C’est à ce moment de son étude que l’auteur prend en compte le troisième protagoniste du triangle amoureux : celui de la femme, peu évoquée dans les sources dont dispose l’historien, mais moins discrète dans la littérature. Les figures de femmes que nous livrent la littérature sont doubles. Souvent anonyme, la femme, dans les récits de la Renaissance, occupe un rôle moins important que celui des deux hommes. Dans la littérature facétieuse, la femme se "fait avoir" par le "cocueur", abusée par sa ruse ou victime de sa violence. Dans la littérature courtoise, la femme forme un couple avec l’homme et le récit lui accorde de ce fait une place plus grande. Les nouvelles qui racontent des "histoires d’amour" appartiennent le plus souvent au registre du merveilleux, et leurs ressorts sont à la Renaissance autant les épreuves infligées par la femme (ou la jeune fille) à son amant et la rivalité de deux amis épris de la même femme, que les histoires d’adultère au sens strict   . Dans ce cas, le problème central n’est plus l’adultère, mais l’amitié masculine, sentiment particulièrement fort au XVIe siècle, sans qu’on puisse parler d’homosexualité, pratique sexuelle considérée à la Renaissance comme "contre-nature", sauf en Italie, patrie du "vice italien"   . L’auteur termine sur l’évocation de ce qu’il appelle la "transition sexuelle" qui voit le jour au XVIIe siècle et s’installe progressivement dans les mœurs au XVIIIe siècle. Un nouveau modèle conjugal s’impose alors, celui du mariage d’amour, encouragé par les penseurs de la Réforme tridentine, qui tels François de Sales font de "la fidélité inviolable de l’un à l’autre" la première valeur du mariage. A l’âge de l’adultère succède le temps des infidélités…

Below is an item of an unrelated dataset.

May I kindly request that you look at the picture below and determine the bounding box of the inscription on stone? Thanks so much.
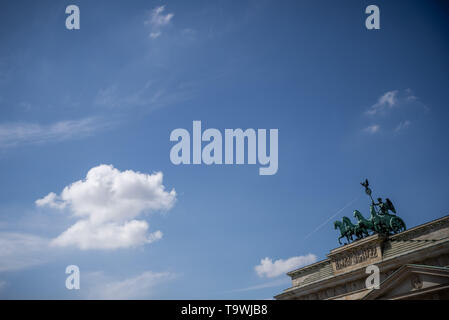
[335,247,377,270]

Cet ouvrage, dont le titre Au bonheur des mâles - étrange clin d’œil à Émile Zola - invite à rire, a le mérite de traiter d’une question au cœur des problématiques actuelles de la recherche en histoire, celle des femmes et des "genres", avec le parti-pris de se placer du côté de l’homme, "l’arroseur arrosé" de l’histoire : dans le "cocuage" de la farce tout comme dans l’adultère de la nouvelle courtoise, l’homme se situe aussi bien du côté du "trompé" que du "trompeur". Le second mérite de l’ouvrage est de faire une large place aux sources littéraires de la Renaissance, pour le plus grand plaisir du lecteur qui a ainsi l’occasion de rire des plaisanteries et des gauloiseries des contemporains de Rabelais et de Montaigne. Cependant d’un point de vue historique l’auteur reste tributaire des travaux qui l’ont précédé en ce domaine, tels ceux de Natalie Zemon Davis sur les cultures du peuples, de Georges Vigarello sur l’histoire du corps et de la sexualité ou de Jacques Rossiaud sur la prostitution médiévale. L’ouvrage vaut donc surtout par l’originalité de sa démarche, faire l’analyse de l’adultère resitué dans le contexte de la "première modernité", et par son approche croisée de "l’éternel triangle amoureux".